L’AMIGDALA E IL VALORE AFFETTIVO DEGLI STIMOLI VISIVI

 

 

Sebbene si abbia una conoscenza molto vasta ed approfondita dei processi che consentono al cervello di analizzare ed elaborare l’informazione visiva, lo studio della neurofisiologia dell’attribuzione di senso, valore affettivo e colore emozionale a ciò che vediamo, è soltanto agli inizi.

Negli ultimi due decenni, l’intenso, paziente e faticoso lavoro di molti gruppi di ricerca, fra cui spicca quello di Joseph Le Doux, ha riconosciuto agli agglomerati nucleari dell’amigdala ed alle vie di connessione con altre importanti strutture encefaliche, un ruolo centrale nell’apprendimento emozionale e nella formazione di memorie di associazione con stati interni (risposte) schematicamente qualificati come positivi e negativi, corrispondenti ad un valore dicotomico di base “good or bad” (G/B).

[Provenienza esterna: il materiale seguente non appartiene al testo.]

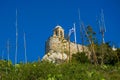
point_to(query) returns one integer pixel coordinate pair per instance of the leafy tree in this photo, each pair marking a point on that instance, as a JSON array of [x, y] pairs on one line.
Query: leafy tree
[[80, 57]]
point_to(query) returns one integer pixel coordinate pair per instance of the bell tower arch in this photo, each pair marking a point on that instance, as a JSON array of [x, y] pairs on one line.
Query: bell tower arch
[[58, 32]]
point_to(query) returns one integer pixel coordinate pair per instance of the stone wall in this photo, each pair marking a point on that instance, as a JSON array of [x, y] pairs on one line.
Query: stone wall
[[61, 45]]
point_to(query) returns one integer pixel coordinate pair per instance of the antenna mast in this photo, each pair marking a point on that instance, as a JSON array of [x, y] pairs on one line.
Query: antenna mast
[[25, 48], [75, 33], [8, 49], [16, 50], [81, 30], [102, 26]]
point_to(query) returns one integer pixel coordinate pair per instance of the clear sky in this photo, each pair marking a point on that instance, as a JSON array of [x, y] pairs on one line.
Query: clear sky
[[37, 18]]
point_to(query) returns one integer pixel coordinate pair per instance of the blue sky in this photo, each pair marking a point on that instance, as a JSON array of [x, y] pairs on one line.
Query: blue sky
[[37, 18]]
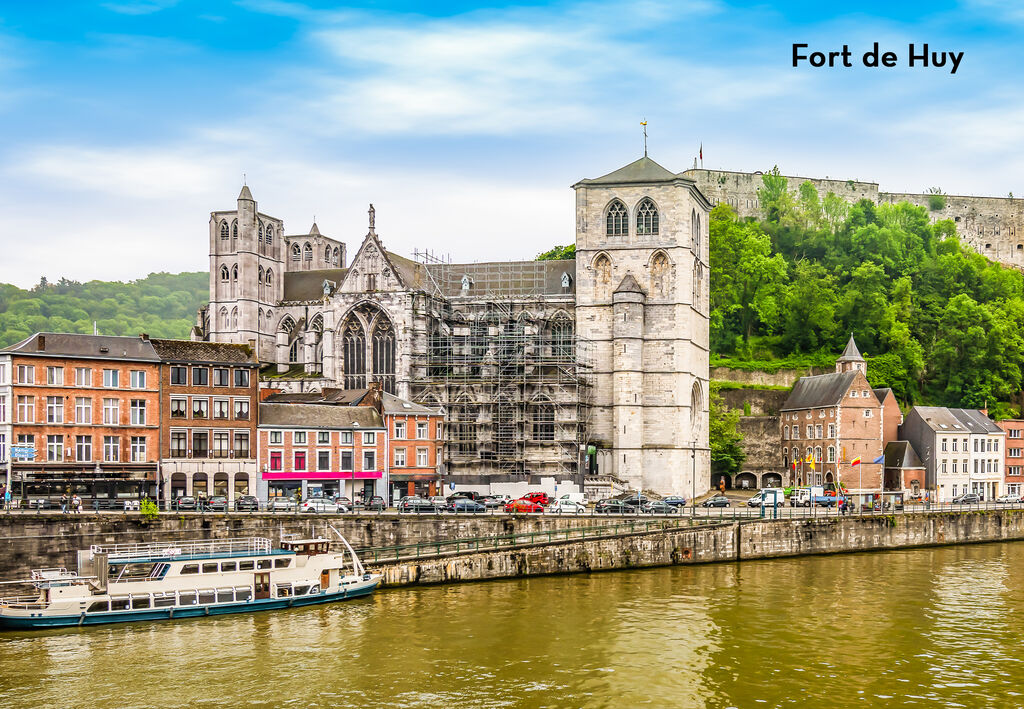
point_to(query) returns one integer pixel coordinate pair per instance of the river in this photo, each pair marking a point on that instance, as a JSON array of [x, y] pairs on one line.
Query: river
[[918, 628]]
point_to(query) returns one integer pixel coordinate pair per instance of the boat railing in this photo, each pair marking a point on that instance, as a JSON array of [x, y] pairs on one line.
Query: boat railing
[[184, 548]]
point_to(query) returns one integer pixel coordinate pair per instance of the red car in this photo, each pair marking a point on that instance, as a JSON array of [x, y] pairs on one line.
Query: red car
[[523, 505]]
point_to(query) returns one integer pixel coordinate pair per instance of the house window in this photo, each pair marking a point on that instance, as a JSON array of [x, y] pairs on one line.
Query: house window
[[138, 449], [54, 448], [54, 409], [112, 449], [83, 449], [112, 412], [179, 408], [138, 413]]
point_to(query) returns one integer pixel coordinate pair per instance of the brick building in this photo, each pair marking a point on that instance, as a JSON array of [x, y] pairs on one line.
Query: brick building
[[322, 449], [1014, 456], [209, 393], [836, 418], [89, 408]]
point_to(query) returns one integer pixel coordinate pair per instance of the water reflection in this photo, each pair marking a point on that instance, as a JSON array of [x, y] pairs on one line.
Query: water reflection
[[908, 628]]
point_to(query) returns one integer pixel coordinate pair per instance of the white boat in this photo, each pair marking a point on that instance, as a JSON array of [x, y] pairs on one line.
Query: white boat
[[163, 580]]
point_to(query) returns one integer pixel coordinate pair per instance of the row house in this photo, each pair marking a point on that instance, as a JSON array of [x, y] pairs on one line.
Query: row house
[[84, 413], [833, 420], [962, 451], [317, 449], [1014, 460], [208, 400]]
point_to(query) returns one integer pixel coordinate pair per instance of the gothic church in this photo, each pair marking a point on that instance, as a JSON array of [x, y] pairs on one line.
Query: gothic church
[[593, 369]]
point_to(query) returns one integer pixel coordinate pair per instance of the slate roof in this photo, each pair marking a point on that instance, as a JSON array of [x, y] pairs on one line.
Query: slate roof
[[72, 344], [819, 390], [643, 170], [187, 350], [900, 454], [318, 416], [308, 285]]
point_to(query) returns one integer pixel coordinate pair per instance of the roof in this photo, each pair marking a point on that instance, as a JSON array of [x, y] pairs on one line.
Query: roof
[[629, 285], [643, 170], [93, 346], [976, 421], [318, 416], [505, 278], [851, 353], [188, 350], [819, 390], [900, 454], [308, 285]]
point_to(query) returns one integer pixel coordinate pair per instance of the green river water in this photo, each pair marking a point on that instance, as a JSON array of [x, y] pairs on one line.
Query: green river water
[[919, 628]]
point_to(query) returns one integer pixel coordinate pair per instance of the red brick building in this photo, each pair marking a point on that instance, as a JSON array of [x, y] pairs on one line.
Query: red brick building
[[836, 418], [1014, 456], [209, 395], [88, 406], [322, 449]]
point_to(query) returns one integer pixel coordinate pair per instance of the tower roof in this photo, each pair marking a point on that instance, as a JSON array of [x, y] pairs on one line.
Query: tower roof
[[640, 171], [851, 353]]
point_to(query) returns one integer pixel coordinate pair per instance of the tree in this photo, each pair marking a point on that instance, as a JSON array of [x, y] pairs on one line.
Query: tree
[[726, 451]]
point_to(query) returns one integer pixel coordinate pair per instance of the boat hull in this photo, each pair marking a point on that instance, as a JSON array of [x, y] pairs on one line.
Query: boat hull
[[40, 620]]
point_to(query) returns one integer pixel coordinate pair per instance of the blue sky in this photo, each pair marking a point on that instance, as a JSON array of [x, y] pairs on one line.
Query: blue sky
[[127, 122]]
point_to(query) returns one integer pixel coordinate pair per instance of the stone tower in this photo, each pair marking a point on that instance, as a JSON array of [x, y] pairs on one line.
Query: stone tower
[[642, 310], [246, 274]]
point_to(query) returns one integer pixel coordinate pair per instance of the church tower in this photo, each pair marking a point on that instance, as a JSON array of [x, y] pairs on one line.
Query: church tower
[[246, 275], [642, 308]]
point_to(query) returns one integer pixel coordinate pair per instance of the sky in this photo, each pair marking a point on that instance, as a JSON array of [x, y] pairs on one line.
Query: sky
[[125, 123]]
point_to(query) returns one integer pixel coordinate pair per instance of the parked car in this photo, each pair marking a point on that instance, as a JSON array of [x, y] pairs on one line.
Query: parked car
[[466, 505], [218, 503], [566, 506], [247, 502], [184, 502], [278, 504], [523, 505], [612, 507], [322, 504], [658, 507]]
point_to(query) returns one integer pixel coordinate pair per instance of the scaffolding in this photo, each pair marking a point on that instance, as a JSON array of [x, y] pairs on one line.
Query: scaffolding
[[514, 385]]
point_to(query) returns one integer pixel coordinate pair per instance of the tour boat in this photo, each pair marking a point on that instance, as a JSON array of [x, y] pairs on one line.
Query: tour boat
[[161, 580]]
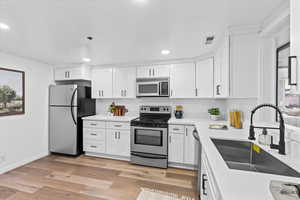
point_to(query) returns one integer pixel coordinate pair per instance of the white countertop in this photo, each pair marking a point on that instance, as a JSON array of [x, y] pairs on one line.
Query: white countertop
[[110, 118], [237, 184]]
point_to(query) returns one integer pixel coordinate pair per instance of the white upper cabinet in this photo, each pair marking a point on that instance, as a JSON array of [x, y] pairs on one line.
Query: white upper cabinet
[[221, 70], [102, 83], [244, 65], [124, 82], [295, 35], [72, 73], [156, 71], [205, 78], [182, 80]]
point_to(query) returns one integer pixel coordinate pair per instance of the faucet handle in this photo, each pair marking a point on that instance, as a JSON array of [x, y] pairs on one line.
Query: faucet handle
[[251, 133]]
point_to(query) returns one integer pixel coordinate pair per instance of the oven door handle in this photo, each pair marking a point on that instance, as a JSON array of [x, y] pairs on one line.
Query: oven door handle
[[148, 156]]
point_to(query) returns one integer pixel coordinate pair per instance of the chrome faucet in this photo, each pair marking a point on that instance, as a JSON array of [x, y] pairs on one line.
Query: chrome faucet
[[281, 145]]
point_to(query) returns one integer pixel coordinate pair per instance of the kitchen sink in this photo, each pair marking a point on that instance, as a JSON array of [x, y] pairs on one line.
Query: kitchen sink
[[243, 155]]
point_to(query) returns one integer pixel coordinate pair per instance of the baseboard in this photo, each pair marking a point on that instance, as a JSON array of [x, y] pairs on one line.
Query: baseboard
[[101, 155], [22, 162], [182, 166]]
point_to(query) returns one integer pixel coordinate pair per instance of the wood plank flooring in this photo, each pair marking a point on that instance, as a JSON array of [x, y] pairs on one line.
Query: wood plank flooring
[[88, 178]]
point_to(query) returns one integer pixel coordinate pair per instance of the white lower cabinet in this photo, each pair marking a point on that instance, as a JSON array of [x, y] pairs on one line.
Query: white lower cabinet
[[182, 145], [176, 147], [107, 138], [118, 142], [209, 188]]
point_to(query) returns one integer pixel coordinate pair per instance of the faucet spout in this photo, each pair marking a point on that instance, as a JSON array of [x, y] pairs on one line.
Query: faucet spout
[[281, 145]]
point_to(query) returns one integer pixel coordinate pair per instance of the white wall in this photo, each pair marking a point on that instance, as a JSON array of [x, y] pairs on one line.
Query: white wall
[[24, 138]]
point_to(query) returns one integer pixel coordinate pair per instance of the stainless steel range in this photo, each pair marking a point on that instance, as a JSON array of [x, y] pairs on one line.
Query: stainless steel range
[[149, 136]]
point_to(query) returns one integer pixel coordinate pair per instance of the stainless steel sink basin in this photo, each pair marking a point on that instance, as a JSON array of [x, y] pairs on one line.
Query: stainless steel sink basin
[[242, 155]]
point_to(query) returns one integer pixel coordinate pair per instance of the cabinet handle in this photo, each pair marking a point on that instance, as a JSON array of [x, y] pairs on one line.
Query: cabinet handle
[[218, 89], [204, 180]]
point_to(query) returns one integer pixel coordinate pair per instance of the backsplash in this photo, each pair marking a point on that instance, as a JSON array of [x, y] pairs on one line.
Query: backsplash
[[193, 108]]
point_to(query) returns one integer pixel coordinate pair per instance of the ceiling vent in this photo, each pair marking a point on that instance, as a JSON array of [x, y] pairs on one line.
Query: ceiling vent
[[209, 40]]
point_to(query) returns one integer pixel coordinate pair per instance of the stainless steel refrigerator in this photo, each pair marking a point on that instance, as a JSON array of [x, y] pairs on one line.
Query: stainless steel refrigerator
[[67, 105]]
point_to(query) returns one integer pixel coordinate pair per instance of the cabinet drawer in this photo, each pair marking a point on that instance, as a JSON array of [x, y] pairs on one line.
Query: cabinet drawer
[[97, 147], [94, 134], [176, 129], [118, 125], [93, 124]]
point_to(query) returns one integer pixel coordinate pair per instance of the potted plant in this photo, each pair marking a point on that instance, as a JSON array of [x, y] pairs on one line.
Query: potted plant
[[214, 113]]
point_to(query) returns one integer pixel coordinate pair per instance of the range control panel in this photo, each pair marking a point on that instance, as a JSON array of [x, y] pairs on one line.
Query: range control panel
[[155, 109]]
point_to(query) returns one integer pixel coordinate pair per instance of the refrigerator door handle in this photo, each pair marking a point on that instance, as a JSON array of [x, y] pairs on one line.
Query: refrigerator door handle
[[71, 106]]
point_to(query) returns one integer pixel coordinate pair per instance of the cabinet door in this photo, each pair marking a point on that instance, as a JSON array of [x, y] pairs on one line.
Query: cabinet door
[[205, 78], [176, 147], [112, 142], [189, 146], [144, 72], [102, 83], [161, 71], [244, 66], [182, 79], [123, 148], [124, 82]]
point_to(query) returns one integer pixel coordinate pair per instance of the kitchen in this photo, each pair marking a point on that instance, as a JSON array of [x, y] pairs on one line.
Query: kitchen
[[147, 99]]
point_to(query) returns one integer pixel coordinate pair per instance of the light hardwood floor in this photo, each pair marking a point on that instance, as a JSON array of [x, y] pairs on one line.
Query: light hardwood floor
[[88, 178]]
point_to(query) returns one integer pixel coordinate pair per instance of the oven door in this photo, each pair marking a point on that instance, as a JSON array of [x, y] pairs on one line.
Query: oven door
[[149, 140], [147, 89]]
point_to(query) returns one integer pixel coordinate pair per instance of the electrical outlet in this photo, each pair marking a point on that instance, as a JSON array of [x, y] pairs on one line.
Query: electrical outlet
[[2, 158]]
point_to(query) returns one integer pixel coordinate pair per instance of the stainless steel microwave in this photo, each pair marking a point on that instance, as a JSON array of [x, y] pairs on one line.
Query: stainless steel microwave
[[158, 88]]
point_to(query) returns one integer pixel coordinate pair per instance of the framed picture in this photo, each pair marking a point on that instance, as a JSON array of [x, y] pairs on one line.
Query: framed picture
[[12, 92]]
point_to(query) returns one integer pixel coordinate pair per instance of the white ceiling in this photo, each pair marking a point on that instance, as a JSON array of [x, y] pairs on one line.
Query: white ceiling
[[125, 31]]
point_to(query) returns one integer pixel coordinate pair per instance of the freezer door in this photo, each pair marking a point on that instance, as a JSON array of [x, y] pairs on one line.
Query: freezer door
[[61, 95], [63, 131]]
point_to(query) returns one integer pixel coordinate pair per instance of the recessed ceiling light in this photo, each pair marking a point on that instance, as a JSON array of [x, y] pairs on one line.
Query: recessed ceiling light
[[4, 26], [140, 1], [86, 59], [165, 52]]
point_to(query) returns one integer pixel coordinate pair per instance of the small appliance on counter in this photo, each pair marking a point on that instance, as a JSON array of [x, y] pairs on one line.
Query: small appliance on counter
[[235, 117], [215, 114], [178, 112], [117, 110]]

Si è soliti accostare questi valori elementari ai giudizi affettivi, intendendo per affectus uno stato che si determina all’interno del sistema psichico in risposta a qualità vantaggiose o minacciose di un elemento esterno. Si è anche stabilito che i singoli neuroni di questa formazione, sita profondamente nell’area dorso-mediale del lobo temporale, sono in grado di codificare entrambi i valori (G/B coding).

Poiché l’amigdala riceve sia stimoli dal sistema visivo che stimoli di rinforzo da altri sistemi sensoriali, si ritiene che costituisca la sede della rappresentazione del valore elementare degli stimoli visivi nel cervello.

Per verificare questo ruolo fisiologico il team di Salzman ha registrato l’attività elettrica di singoli neuroni dell’amigdala di scimmie condizionate ad associare particolari immagini con esperienze positive o negative (Paton J. J. et al. The primate amygdala represents the positive and negative value of visual stimuli during learning. Nature 439, 865-870, 2006).

Le scimmie imparavano a leccare in previsione di una gradita ricompensa liquida e ad ammiccare quando si attendevano uno sgradito getto d’aria sul viso. Per distinguere i neuroni codificanti il valore da quelli che semplicemente si attivano in risposta allo stimolo visivo, la categoria (G/B) dell’esperienza associata (gradita/sgradita) a ciascuna immagine è stata cambiata a metà delle prove, in modo che le figure inizialmente associate con la ricompensa sono state accompagnate dal deterrente e viceversa. Più del 50% dei neuroni ha mostrato una conversione di attività ed i singoli neuroni hanno manifestato risposte specifiche per il valore.

Questi dati hanno così confermato quanto ipotizzato in precedenza.

Per studiare il link fra l’attività neurale e le risposte comportamentali condizionate (leccare ed ammiccare), il gruppo di Salzman ha rilevato il tempo impiegato da entrambe le risposte per cambiare a seguito dell’inversione ricompensa/deterrenza. L’attività neuronale si modificava rapidamente, dopo solo poche prove, coincidendo quasi esattamente con il cambio del comportamento associato osservabile. Questo stretto collegamento porta a riconoscere all’amigdala il ruolo di area primaria del cervello per l’apprendimento del valore degli stimoli visivi.

Si è notato che singoli neuroni modificavano il tipo di attività in anticipo rispetto alla generalità ed alle manifestazioni di leccamento e ammiccamento. Questo rilievo ha indotto i ricercatori ad ipotizzare che le scimmie non siano in grado di “ascoltare” i singoli neuroni, ma possano interpretare i segnali provenienti da una intera popolazione. Potremmo riformulare questa ipotesi in tal modo: perché le funzioni cerebrali globali traducano in risposta comportamentale gli stimoli integrati nell’amigdala, non è sufficiente l’attività di neuroni isolati, ma è richiesta l’attivazione di una popolazione che agisce da unità funzionale.

 

L’autrice della nota ringrazia Giuseppe Perrella con il quale ha discusso l’argomento trattato.